Todos aqueles livros
velhos e empoeirados pareciam debochar de Lídia. Ela jamais saberia o que todos
eles sabem: o que seu marido guardava naquela biblioteca. Especificamente na
gaveta da escrivaninha. Naqueles quarenta e sete anos de casamento os livros de
Joaquim tinham sido mais amados do que ela. E isso a maltratava. Tornava vivo
um sentimento de injustiça. Ele se deitara ao seu lado noite após noite ao
longo da vida. Mas era somente seu corpo. Sua alma vagava por aquelas páginas
tão desgraçadamente bem cuidadas dos livros da biblioteca. Durante a vida toda
ela até adentrara o recinto algumas poucas vezes. Mas, nunca Joaquim permitiu
que sua esposa soubesse o que trancafiava naquela gaveta. Lídia, finalmente,
poderia chorar diante daqueles autores todos. Jogar-lhes na cara a culpa e a
responsabilidade pelo fracasso de um casamento sem amor. O nome de sua prole em
homenagem a eles, os poetas, que ela odiava... Fernando, Sophia, Mário, Alberto
e Adélia. Seus filhos tão amados. Nomes que ela não escolhera e nem tivera a
oportunidade de contestar, argumentar. Imaginava a cena: Joaquim entrando na
biblioteca e perguntando aos seus livros que nome deveria dar ao filho que
estava na maternidade. Os livros debatendo o homenageado da vez e decretando,
em tom solene, a sentença. E Lídia nada podia fazer. Suas forças minguavam. Mas
hoje, na volta do cemitério, ninguém a impediria de encarar aqueles livros
todos. Um a um. Chegara a hora do acerto de contas. E o desmascaramento da
misteriosa gaveta. Até mesmo o derrame cerebral que levara Joaquim foi
compartilhado pela biblioteca. Maldita. Se não fosse ali ele estaria em seus
braços. Ainda que sua mente vagasse... Seria dela, sua legítima esposa e mãe de
seus filhos, o último suspiro, o derradeiro momento. Um choro amargo e cortante
brotou sem censura alguma. Lídia sempre fora uma dama. Não deixaria de lado sua
excelente educação agora, justo agora. O momento era de mostrar sua
superioridade. Mas, antes chorou. Muito e francamente. Depois, com passos
firmes e leves foi até a porta. Superou sua dor de viúva mal-amada. Girou a
chave trancando-se no cômodo. Um cigarro aceso no canto da boca impregnava a
sala toda de um cheiro ruim de ódio e ressentimento perigosamente misturados. Havia
certa diversão em cada tragada da fumaça. Lídia sentou-se à escrivaninha.
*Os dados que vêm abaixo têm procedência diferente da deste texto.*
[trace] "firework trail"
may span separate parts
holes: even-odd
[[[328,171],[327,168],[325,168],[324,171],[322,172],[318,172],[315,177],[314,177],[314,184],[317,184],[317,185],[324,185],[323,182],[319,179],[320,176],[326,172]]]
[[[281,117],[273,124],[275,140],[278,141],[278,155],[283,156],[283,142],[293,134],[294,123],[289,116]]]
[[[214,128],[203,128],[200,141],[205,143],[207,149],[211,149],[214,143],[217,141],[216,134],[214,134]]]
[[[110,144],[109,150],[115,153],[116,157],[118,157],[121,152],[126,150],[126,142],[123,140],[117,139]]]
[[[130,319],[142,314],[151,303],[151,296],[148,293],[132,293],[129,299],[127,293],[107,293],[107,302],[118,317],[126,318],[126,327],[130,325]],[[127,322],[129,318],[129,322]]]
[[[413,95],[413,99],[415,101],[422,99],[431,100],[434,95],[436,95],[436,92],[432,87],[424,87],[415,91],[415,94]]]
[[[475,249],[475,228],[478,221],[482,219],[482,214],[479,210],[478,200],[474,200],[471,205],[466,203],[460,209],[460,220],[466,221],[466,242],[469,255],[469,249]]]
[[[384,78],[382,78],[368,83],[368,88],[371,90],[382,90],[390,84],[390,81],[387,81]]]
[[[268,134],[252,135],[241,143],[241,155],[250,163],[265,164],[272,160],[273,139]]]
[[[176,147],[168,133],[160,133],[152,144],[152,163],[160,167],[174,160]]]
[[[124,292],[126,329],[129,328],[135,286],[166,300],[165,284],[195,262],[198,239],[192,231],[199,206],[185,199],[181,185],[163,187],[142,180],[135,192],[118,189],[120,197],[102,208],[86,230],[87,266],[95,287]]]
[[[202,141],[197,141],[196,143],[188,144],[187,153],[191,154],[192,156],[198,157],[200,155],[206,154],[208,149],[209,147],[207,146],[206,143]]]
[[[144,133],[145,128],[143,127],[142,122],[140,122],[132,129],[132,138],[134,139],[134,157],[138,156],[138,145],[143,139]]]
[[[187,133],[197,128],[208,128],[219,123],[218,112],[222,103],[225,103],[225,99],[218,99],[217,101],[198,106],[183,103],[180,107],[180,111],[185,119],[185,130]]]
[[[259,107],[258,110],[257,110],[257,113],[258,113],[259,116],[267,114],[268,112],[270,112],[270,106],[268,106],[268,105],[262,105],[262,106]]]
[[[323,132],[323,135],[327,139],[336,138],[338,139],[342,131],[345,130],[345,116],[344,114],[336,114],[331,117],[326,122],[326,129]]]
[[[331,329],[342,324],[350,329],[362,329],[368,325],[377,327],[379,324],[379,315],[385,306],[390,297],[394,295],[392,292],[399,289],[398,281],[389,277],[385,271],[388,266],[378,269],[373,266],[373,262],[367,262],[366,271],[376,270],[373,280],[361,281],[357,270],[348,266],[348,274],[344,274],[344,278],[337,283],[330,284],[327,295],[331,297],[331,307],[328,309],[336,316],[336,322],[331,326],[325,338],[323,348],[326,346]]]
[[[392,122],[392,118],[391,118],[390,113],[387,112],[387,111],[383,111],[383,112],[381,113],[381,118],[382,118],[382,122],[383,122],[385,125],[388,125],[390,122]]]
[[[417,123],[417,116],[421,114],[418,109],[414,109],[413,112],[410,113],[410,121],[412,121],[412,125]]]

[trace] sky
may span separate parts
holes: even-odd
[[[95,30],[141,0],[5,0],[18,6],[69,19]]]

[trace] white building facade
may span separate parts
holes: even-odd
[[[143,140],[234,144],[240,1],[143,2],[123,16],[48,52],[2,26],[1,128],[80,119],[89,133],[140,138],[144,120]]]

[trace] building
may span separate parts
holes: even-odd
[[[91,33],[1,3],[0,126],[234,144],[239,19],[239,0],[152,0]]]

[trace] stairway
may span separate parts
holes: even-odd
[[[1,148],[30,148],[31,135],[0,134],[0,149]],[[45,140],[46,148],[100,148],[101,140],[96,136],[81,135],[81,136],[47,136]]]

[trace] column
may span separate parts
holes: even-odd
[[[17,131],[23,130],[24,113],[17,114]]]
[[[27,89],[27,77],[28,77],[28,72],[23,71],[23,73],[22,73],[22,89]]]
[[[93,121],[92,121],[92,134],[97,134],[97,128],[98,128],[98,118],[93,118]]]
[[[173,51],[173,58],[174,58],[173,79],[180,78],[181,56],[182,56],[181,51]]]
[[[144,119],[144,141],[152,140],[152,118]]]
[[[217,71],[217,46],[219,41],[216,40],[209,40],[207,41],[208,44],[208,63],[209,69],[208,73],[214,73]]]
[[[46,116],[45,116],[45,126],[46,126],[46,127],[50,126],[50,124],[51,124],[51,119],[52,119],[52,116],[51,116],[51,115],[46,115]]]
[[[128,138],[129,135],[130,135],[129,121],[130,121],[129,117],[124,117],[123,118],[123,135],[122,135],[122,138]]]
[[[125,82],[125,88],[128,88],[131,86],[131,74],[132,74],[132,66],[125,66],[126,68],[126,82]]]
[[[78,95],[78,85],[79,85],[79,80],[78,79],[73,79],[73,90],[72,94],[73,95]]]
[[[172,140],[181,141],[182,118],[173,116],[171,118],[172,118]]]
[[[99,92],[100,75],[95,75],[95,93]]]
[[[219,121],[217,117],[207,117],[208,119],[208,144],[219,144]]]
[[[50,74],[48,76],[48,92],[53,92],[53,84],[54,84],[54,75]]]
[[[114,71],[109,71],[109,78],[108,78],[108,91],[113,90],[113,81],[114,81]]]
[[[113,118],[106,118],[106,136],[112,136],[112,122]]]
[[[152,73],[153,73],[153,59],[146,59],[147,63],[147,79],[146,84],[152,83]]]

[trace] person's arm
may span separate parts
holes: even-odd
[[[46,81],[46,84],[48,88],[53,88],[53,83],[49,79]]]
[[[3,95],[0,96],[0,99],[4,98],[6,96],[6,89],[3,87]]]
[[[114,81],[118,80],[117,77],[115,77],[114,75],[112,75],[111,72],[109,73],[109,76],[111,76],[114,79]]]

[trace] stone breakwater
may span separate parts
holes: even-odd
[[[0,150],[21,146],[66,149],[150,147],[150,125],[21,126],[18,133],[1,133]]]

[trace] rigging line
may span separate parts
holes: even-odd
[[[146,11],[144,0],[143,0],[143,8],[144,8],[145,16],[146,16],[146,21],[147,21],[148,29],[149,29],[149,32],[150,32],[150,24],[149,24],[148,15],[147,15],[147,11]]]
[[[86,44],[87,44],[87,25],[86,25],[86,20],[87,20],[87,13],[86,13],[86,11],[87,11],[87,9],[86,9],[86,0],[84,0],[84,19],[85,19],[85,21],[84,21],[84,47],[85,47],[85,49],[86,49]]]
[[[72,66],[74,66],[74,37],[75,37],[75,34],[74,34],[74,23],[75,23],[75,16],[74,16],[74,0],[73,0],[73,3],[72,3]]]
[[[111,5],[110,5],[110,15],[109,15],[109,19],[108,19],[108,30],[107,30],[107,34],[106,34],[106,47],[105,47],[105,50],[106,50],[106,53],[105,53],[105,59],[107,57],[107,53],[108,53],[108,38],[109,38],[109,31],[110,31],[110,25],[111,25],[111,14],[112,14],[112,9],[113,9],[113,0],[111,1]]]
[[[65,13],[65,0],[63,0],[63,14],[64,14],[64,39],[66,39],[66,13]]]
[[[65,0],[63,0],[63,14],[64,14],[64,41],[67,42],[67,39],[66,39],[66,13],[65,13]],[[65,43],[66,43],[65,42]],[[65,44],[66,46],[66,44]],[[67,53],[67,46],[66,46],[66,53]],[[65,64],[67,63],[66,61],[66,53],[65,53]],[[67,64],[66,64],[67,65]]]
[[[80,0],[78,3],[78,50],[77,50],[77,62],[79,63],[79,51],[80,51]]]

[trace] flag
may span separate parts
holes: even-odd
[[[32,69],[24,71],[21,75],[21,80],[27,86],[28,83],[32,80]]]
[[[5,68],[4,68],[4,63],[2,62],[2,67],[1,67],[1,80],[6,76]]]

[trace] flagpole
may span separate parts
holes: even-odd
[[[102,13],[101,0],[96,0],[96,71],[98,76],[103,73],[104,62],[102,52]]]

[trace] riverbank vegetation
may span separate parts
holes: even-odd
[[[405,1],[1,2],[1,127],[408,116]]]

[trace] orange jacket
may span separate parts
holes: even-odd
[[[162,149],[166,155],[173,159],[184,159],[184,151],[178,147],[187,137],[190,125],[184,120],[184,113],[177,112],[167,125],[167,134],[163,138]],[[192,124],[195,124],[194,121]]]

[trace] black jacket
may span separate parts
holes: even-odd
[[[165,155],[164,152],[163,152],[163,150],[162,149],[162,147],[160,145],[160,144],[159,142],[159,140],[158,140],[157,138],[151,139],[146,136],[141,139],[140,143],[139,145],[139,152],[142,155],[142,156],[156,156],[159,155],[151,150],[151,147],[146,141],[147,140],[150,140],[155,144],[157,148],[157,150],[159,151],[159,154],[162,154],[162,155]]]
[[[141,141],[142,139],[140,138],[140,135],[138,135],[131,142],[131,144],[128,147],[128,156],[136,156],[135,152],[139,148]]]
Poltrona confortável. Olhou para a gaveta que estava ligeiramente aberta.
Joaquim não tivera tempo de trancá-la. A morte chegou antes e o levou sem
cerimônia ou clemência alguma. Uma mulher de vigor e sentimentos fortes agora
esmorecia diante de uma tremenda angústia. Aquela gaveta tinha sido alvo de sua
curiosidade ao longo de décadas. E se o que encontrasse ali fosse cruel demais
com ela? Perguntava-se! Será que deveria saber? Lídia decidiu que precisaria de
um trago da vodka que Joaquim bebia todas as noites na companhia daquela
biblioteca e o deixava fedendo para deitar-se com ela. Avistou a bandeja com a
garrafa do outro lado do recinto. Levantou-se decidida. Foi até a bebida.
Encheu metade do copo. Hesitou por um instante. Virou o líquido de uma única
vez. Sentiu o ar lhe faltar e sua garganta parecia agora invadida por labaredas.
Devolveu o copo na bandeja. De repente, Lídia sentiu uma pancada muito forte em
sua cabeça que a fez desmoronar no tapete. Sua visão turva ia apagando-se aos
poucos. Lentamente, perdendo os últimos instantes de sentido, Lídia avistou o
que a atingira: um livro pesado e grande. Malditos! Estavam protegendo o
segredo de Joaquim. O cigarro ainda aceso logo transformou o tapete felpudo em
fogueira. E os braços vorazes do fogo rapidamente abraçaram as estantes com
tantos livros, papel. Antes de ser sufocada pela fumaça aguda, a mente de Lídia
ainda conseguiu saborear um estranho e salgado doce de vingança. Mas, esse
também queimou. Junto com os livros, com o segredo da gaveta, com a biblioteca.